In view of LLN, the convergence in probability $$ \frac1n \sum_{i=1}^n X^{\vphantom{'}}_{(i)}X'_{(i)} \to E[X^2],\ n\to\infty, \tag{1} $$ is equivalent to $$ \frac1n \sum_{i=1}^n\big(X^{2}_{(i)} + X'^2_{(i)} - 2X^{\vphantom{'}}_{(i)}X'_{(i)}\big) = \frac1n \sum_{i=1}^n\big(X^{\vphantom{'}}_{(i)}-X'_{(i)}\big)^2 \to 0,\ n\to \infty. $$

This is equivalent$^*$ to $$ \frac1n \sum_{i=1}^n E\big[\big(X^{\vphantom{'}}_{(i)}-X'_{(i)}\big)^2\big] \to 0,\ n\to \infty. $$ But $$ E\big[\big(X^{\vphantom{'}}_{(i)}-X'_{(i)}\big)^2\big] = V(X^{\vphantom{'}}_{(i)}-X'_{(i)}) = V(X^{\vphantom{'}}_{(i)})+V(X'_{(i)}) = 2V(X^{\vphantom{'}}_{(i)}) \\ = 2E[X^{2}_{(i)}] - 2\big(E[X^{\vphantom{'}}_{(i)}])^2. $$ Further, $$ \frac{1}{n} \sum_{i=1}^n E[X^{2}_{(i)}] = E\left[\frac1n\sum_{i=1}^n X^{2}_{(i)}\right] = E\left[\frac1n\sum_{i=1}^n X^{2}_{i}\right] = E[X^2]. $$

Therefore, $(1)$ is equivalent to $$ \frac1n \sum_{i=1}^n \big(E[X^{\vphantom{'}}_{(i)}])^2 \to E[X^2],\ n\to\infty. $$

This seems easier than $(1)$ (since it is non-random) and can be proved e.g. for bounded rv's.


$^*$ $\Leftarrow$ is obvious.

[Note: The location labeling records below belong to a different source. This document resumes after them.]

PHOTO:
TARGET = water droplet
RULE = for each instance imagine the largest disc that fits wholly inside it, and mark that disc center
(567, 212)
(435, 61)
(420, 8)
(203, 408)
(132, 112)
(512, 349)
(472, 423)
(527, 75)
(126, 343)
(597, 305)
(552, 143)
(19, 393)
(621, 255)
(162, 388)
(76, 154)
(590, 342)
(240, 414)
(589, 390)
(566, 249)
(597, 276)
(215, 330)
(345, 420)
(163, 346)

For $\Rightarrow$, write, using the rearrangement inequality, $$ \frac1n \sum_{i=1}^n\big(X^{\vphantom{'}}_{(i)}-X'_{(i)}\big)^2 \le \frac1n \sum_{i=1}^n\big(X^{\vphantom{'}}_{i}-X'_{i}\big)^2 = \frac1n\sum_{i=1}^n Y_i, $$ where $Y_i$ are iid and integrable. Then it is not hard to show the uniform integrability (see e.g. here).